You can only say that You have never had such an experience, whereupon your opponent will reply: “Sorry, I have.” And there your discussion will come to an end.
No matter what the world thinks about religious experience, the one who has it possess a great treasure, a thing that has become for him a source of life, meaning, and beauty, and that has given a new splendor to the world and to mankind. He has pistis and peace. Where is the criterion by which you could say that such a life is not legitimate, that such an experience is not valid, and that such pistis is mere illusion?
Is there in fact. Any better truth about the ultimate things than the one that helps you to live? That is the reason why I take careful account (religio!) of the symbols produced by the unconscious. They are the one thing that is capable of convincing the critical mind of modern man. And they are convincing for a very old-fashioned reason: They are “overwhelming,” which is precisely what the Latin word “convincere” means.
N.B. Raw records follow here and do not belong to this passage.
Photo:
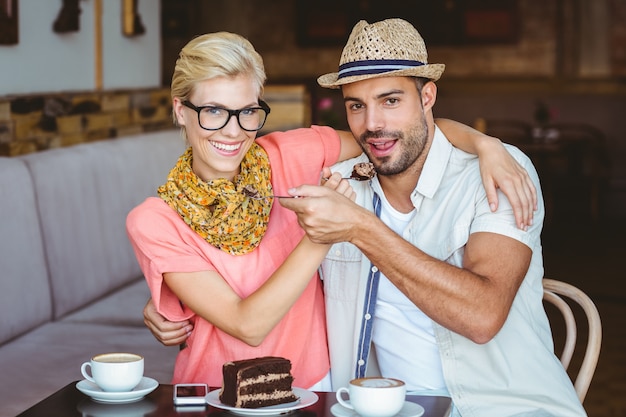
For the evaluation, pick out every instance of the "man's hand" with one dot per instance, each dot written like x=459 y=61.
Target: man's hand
x=167 y=332
x=327 y=213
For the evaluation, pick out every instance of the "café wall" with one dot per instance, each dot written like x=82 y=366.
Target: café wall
x=53 y=93
x=571 y=54
x=45 y=61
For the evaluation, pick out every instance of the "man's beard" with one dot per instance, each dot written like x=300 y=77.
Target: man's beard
x=411 y=143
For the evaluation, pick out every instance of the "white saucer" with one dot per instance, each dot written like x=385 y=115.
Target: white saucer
x=145 y=387
x=409 y=409
x=305 y=399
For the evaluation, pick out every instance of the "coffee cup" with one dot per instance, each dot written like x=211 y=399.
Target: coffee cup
x=114 y=372
x=374 y=396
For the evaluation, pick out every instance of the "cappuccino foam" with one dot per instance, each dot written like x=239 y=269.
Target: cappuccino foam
x=377 y=382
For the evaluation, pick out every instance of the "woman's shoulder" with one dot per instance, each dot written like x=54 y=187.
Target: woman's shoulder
x=153 y=214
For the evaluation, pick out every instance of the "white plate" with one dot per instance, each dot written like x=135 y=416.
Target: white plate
x=409 y=409
x=145 y=387
x=307 y=398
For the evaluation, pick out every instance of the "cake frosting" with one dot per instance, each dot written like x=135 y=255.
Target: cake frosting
x=258 y=382
x=363 y=171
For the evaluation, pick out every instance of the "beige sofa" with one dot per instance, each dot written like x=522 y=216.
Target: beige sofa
x=70 y=284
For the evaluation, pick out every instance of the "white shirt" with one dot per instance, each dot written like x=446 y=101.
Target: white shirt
x=397 y=318
x=514 y=373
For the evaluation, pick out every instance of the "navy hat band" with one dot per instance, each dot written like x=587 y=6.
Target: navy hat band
x=375 y=66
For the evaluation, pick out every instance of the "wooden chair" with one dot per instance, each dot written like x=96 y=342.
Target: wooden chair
x=554 y=292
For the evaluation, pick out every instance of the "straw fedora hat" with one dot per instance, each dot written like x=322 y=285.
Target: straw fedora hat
x=389 y=48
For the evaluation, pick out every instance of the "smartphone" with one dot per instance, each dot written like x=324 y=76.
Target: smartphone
x=190 y=394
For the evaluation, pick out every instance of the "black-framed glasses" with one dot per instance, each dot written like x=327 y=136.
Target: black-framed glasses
x=250 y=119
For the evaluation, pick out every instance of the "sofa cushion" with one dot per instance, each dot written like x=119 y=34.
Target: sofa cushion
x=84 y=193
x=124 y=307
x=25 y=295
x=49 y=357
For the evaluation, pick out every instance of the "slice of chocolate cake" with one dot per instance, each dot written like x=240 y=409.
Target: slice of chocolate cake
x=363 y=171
x=259 y=382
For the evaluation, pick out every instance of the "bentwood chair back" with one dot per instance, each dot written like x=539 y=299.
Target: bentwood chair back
x=556 y=292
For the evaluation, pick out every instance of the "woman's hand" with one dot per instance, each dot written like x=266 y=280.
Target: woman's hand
x=169 y=333
x=499 y=169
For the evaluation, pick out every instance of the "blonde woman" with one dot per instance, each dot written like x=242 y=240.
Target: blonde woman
x=239 y=269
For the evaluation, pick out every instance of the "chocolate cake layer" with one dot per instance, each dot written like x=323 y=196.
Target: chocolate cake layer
x=258 y=382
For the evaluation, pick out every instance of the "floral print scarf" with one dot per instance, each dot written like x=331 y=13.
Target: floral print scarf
x=219 y=210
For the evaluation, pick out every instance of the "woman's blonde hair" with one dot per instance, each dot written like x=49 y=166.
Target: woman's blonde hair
x=219 y=54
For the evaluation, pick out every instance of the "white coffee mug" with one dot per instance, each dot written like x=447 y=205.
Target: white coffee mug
x=114 y=372
x=374 y=396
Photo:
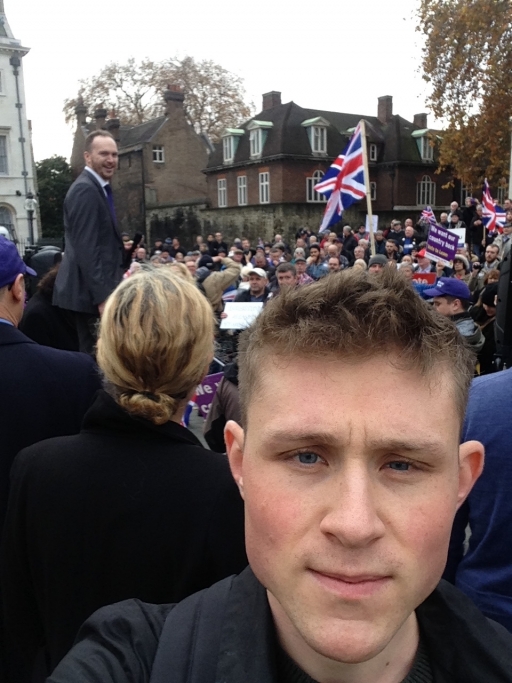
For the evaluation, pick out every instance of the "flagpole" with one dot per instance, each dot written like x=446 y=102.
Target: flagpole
x=367 y=185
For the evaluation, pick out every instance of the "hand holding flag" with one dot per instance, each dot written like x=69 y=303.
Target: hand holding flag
x=344 y=182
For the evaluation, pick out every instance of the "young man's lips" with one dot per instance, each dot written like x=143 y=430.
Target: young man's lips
x=355 y=586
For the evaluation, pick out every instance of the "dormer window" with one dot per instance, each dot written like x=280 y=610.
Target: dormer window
x=256 y=141
x=230 y=139
x=258 y=131
x=317 y=133
x=425 y=144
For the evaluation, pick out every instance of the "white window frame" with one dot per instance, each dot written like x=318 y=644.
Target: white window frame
x=256 y=142
x=426 y=149
x=222 y=193
x=158 y=154
x=426 y=192
x=228 y=149
x=311 y=195
x=318 y=139
x=5 y=156
x=264 y=187
x=241 y=189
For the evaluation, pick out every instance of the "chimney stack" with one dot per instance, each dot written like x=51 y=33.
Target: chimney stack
x=271 y=99
x=385 y=109
x=112 y=126
x=174 y=98
x=101 y=116
x=420 y=120
x=81 y=111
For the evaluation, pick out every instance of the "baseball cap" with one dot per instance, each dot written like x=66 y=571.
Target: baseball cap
x=449 y=286
x=259 y=272
x=11 y=263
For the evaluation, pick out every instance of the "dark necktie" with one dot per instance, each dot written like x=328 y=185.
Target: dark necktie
x=110 y=200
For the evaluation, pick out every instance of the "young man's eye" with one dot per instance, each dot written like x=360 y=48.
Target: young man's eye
x=400 y=466
x=307 y=458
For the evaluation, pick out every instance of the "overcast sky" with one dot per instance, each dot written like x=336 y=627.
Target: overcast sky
x=337 y=57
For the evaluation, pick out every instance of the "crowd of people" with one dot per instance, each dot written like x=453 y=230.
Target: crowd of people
x=309 y=542
x=247 y=272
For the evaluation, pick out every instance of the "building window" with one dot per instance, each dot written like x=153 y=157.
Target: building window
x=426 y=192
x=222 y=192
x=228 y=149
x=465 y=192
x=6 y=219
x=241 y=186
x=318 y=139
x=158 y=154
x=426 y=148
x=4 y=168
x=264 y=186
x=255 y=139
x=311 y=195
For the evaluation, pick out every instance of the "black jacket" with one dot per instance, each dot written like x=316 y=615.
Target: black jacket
x=47 y=324
x=43 y=393
x=123 y=509
x=227 y=634
x=93 y=261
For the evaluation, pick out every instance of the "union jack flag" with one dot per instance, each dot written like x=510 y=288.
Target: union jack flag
x=344 y=181
x=494 y=216
x=428 y=215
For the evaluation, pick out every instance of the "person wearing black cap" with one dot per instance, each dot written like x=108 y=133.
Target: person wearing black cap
x=44 y=392
x=452 y=298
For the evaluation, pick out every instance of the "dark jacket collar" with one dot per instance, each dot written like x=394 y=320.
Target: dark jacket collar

The thing that cures a neurosis must be be as convincing as the neurosis, and since the latter is only too real, the helpful experience must be equally real. It must be a very real illusion, if you want to put it pessimistically. But what is the difference between a real illusion and a healing religious experience?
It is merely a difference of words. You can says, for instance, that life is a disease with a very bad prognosis: it lingers on for years, only to end with death; or that normality is a general constitutional defect; or that the human is an animal with a fatally overgrown brain. This kind of thinking is the prerogative of habitual grumblers with bad digestions.
No one can know what the ultimate things are. We must therefore take them as we experience them. And if such experience helps to make life healthier, more beautiful, more complete and more satisfactory to yourself and to those your love, you may safely say: “This was the grace of God.” ~Carl Jung, Psychology and Religion, Paragraph 167.